The most melancholic thought from the film is that Phoenix is not trying to compete with Heath Ledger, Jared Leto or even Jack Nicolson’s interpretations of the character. Instead, He makes his greatest efforts to deliver an iconic performance worthy of the “Joker” name. While Ledger’s character titled more for the anarchist role of the Joker antagonist in The Dark Knight, Phoenix carefully explores Arthur Flecks’s schizophrenic behavior in an effort to transform him from crazy “down-on-his-luck” person to the Clown Prince of Crime that he’s infamously known in Gotham City. 

It’s impressive how Todd Phillip, the director of The Hangover films, went from making raunchy comedies to a chilling character study of the iconic DC comic book villain. His direction is top notch, bringing a disturbing and chilling story that carries major inspirations from films like Taxi Driver, but has more to offer on the plate with a character like the Joker in a smaller scale. It’s also filled with some incredible cinematography that can easily compete with other films in those categories. Cinematographer Lawrence Cher and composer Hildur Guðnadóttir’ went all out to bring some of the most impressive and claustrophobic shots and movie scores that truly compliments Phoenix’s eerie acting. The gritty, and even almost “disgusting”, look of Gotham City makes his surroundings breathe the stressful and violent times the people are living, while the score’s Leif Motif doubles down on Fleck’s road to darkness. 

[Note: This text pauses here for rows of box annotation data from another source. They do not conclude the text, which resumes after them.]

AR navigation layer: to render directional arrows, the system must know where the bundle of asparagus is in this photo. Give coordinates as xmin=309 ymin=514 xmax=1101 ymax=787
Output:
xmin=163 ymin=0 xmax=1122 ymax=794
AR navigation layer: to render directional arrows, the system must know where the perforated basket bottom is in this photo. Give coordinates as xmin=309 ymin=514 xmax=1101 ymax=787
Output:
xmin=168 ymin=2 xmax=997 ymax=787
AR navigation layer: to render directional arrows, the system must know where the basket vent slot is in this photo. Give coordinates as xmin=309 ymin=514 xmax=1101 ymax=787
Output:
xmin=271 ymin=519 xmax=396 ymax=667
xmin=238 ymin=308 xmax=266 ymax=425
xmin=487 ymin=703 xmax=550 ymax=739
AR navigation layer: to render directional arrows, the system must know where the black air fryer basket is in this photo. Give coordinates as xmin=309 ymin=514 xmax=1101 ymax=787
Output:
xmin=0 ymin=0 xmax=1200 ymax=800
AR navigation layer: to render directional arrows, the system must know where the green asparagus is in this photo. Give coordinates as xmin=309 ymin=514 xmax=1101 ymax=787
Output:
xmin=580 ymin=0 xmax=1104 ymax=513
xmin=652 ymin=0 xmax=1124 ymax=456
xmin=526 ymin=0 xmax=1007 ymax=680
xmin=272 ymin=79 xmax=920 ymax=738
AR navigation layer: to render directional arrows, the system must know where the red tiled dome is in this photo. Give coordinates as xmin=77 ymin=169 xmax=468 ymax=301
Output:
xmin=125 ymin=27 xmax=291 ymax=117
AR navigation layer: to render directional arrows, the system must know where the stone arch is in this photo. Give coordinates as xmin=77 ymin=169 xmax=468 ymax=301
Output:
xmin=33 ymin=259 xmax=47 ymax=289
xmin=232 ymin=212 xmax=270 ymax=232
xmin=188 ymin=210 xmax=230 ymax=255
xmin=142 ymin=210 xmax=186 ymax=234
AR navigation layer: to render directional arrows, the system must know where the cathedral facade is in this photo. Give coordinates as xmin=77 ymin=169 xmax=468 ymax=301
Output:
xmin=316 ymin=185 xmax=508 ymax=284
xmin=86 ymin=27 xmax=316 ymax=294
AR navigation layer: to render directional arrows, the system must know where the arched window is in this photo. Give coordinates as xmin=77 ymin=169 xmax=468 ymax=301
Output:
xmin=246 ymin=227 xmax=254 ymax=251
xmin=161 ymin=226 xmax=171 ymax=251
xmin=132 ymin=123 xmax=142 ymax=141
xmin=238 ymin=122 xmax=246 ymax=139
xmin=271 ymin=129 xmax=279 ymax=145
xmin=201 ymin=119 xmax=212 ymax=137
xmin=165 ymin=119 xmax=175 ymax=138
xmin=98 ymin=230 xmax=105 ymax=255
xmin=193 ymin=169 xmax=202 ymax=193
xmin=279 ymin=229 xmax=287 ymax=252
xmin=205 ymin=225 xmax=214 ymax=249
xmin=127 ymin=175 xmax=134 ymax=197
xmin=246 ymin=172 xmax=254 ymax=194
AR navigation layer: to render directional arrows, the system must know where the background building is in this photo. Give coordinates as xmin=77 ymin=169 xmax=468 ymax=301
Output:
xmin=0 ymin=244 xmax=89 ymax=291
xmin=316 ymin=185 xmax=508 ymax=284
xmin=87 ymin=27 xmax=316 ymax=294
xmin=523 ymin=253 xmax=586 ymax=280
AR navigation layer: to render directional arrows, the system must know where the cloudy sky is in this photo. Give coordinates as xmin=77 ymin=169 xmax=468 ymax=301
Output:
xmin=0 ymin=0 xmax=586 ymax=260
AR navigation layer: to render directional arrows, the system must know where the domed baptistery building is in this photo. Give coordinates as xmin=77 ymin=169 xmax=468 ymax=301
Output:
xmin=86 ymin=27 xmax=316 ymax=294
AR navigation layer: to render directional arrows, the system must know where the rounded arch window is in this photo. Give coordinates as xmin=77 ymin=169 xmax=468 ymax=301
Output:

Although Phoenix completely carries the movie from start to finish, major props has to be given to Robert De Niro for his role as Murray Franklin. The obvious parallel from Jerry Lewis’ portrayal of Jerry Langford from 1983’s The King of Comedy doesn’t detract De Niro from selling the audience (and himself) the charismatic and positive attitude from his character. At this point in his career, De Niro could’ve easily shoehorned his performance and call it a day, but he doesn’t.

Unfortunately, the same can’t be said for both Zazie Beats and even Brett Cullen, who plays Thomas Wayne. There’s nothing wrong with their performance, both are great actor and actress on their own; they simply didn’t have a lot to do in this film. Of course, the movie is all about the Joker, and it makes obvious sense that Phoenix would steal the show, but there’s tons of things that could’ve been done with both characters to expand their roles to the creation of the villainous clown.

While most people might be distracted with the Taxi Driver inspiration from this film, Todd Phillips brings one of the most pragmatical origin stories of the Joker character that comic book fans will truly appreciate. Phoenix completely knocks it out of the park with his jaw-dropping performance and the cinematography and score being Oscar-worthy of their own. Even with the lack of any Batman or DC lore, Joker is a remarkable film that will carry itself throughout the years not just as a comic book movie, but as a cinematic masterpiece.